El maravilloso mundo de las abejas
 
La abeja es una de las creaciones más admirables de la naturaleza. Lo que más nos impresiona de las abejas es su aptitud casi humana para vivir en grandes colectividades, rindiendo al trabajo un culto fervoroso y subordinando la vida entera del individuo al bienestar y supervivencia de todos.

De ahí que muy poco nos diría la ciencia si no se impregnara espontáneamente de poesía cuando fija la mirada sagaz en este insecto que construye ciudades, crea industrias, almacena víveres, cría y educa a sus hijos en austeras escuelas, organiza policías de aseo, improvisa ejércitos y en todo momento da la vida por su reina y su colmena.

Un desinterés abnegado preside cada uno de sus actos, y cuando la colmena que fundara alcanza la recompensa del bienestar y la riqueza, la deja un día cualquiera en manos de los jóvenes, y el viejo enjambre levanta vuelo hacia otra aventura, dando la espalda al pasado, y otra vez pobre y vagabundo emprende jubilosamente la fundación de una nueva colmena en parajes desconocidos, donde ningún recuerdo lo llama.

La colmena es un país diminuto y amurallado como las antiguas naciones de los hombres; su arquitectura es perfecta. Allí imperan el orden, la ley y acaso la conciencia de un destino. La forma de gobierno que inculcó en la colmena el genio político de la especie es una monarquía, encarnada en una reina que jamás conoció rey consorte, única, soberana, majestuosa, señora y madre.
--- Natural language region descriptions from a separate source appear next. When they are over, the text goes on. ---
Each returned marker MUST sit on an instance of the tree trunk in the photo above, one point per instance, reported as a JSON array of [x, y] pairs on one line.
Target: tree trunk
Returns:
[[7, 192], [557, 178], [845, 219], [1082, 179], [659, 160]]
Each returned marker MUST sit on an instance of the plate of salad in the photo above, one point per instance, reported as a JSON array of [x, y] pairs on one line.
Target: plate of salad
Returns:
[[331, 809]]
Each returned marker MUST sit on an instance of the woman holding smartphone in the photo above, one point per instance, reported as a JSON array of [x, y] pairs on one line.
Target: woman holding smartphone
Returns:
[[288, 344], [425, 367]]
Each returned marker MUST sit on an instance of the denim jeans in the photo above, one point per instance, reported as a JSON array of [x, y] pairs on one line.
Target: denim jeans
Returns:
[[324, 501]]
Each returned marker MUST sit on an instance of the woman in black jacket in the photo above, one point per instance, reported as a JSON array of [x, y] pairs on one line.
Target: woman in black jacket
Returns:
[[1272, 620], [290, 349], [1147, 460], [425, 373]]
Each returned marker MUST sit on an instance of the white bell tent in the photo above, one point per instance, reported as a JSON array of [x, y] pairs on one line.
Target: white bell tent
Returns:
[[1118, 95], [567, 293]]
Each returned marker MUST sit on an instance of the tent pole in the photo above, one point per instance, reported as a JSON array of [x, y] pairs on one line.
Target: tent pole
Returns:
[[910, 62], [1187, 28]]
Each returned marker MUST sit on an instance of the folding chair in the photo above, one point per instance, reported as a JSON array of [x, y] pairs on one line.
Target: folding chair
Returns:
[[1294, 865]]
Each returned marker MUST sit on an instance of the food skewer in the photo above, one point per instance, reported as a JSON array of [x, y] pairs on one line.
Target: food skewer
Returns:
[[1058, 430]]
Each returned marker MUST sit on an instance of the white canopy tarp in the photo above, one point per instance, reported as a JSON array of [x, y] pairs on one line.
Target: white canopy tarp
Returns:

Pero no es una monarquía absoluta, no estamos en presencia de una Cleopatra, ni de una Catalina, ni de una Médicis, ni de cualquier otra reina humana que hiciera de su capricho mandato tiránico e inapelable. Todo nos indica, pues, que estamos en el seno de una monarquía constitucional que, como la inglesa, reina, pero no gobierna. Es una sociedad de clases: la real, encarnada en la reina madre, única hembra fecunda de la colmena que da los huevos sagrados del porvenir; la de las obreras, estériles, vírgenes consagradas a su reina y al trabajo, y los zánganos, machos que por sus hartazgos parasitarios nos parecen de la clase privilegiada, aunque con un trágico precio pagan su regalada existencia.

En las colmenas también suceden duelos. Puede ocurrir que una reina de otro enjambre, extraviada quizá durante el vuelo nupcial, se introduzca en una colmena ajena. En este caso, las obreras estrechan a la intrusa en un círculo asfixiante y opresor hasta privarla del aire y causarle la muerte; pero jamás desenvainarán contra ella sus aguijones porque, aun siendo forastera y por mucha que sea la cólera que su presencia desata, no olvida jamás la casta a que pertenece y se abstienen de usar las armas. La reina, por su parte, estimando que rebaja su aristocracia al cruzar armas con plebeyas, tampoco esgrime su aguijón contra la chusma y prefiere la muerte a la deshonra. Lo más frecuente es que sea la propia reina casera la que dé cuenta de la intrusa, y lo hace entablando un feroz duelo a muerte en el que las obreras se abstienen de intervenir. Si ocurriera que en la lucha pereciese la reina titular y no hubiere momentáneamente reemplazante, terminan acatando a la intrusa y le rinden en el acto los honores reales.

La abeja doméstica (Apis mellifica de Linneo) nos regala su miel, nos abastece de cera, y en sus viajes incesantes de flor en flor, poliniza plantas y árboles. Oriunda de Europa y del Asia Menor, introducida en América después de Colón, y aclimatada hoy en las más opuestas latitudes del globo. El hombre (el apicultor) se hace verdaderamente amo de las abejas, amo furtivo e ignorado, que todo lo dirige sin dar órdenes y es obedecido sin que lo reconozcan.

No es, pues, raro que tan prodigiosa criatura, sólo observada atentamente a partir del siglo XIX, fuera ensalzada por la poesía hace ya siglos, en las bellas estrofas del Cantar de los cantares; que los griegos la honrasen en el mito de Aristeo; que Virgilio la inmortalizara en sus Geórgicas; que un pontífice (Urbano VIII) la hiciera emblema de sus armas; que un famoso emperador (Napoleón I) dispusiera que se bordara el manto imperial con sus pardas imágenes.

Véase: Enciclopedia Ilustrada Cumbre, t. 1, México, Editorial Cumbre, 1964, pp. 8-19


En la imagen apreciamos la réplica del manto púrpura utilizado por Napoleón I en su coronación, repujado con abejas de oro y bordado con ramas de olivo, laurel y roble, medía 22 metros cuadrados y pesaba 40 kilos.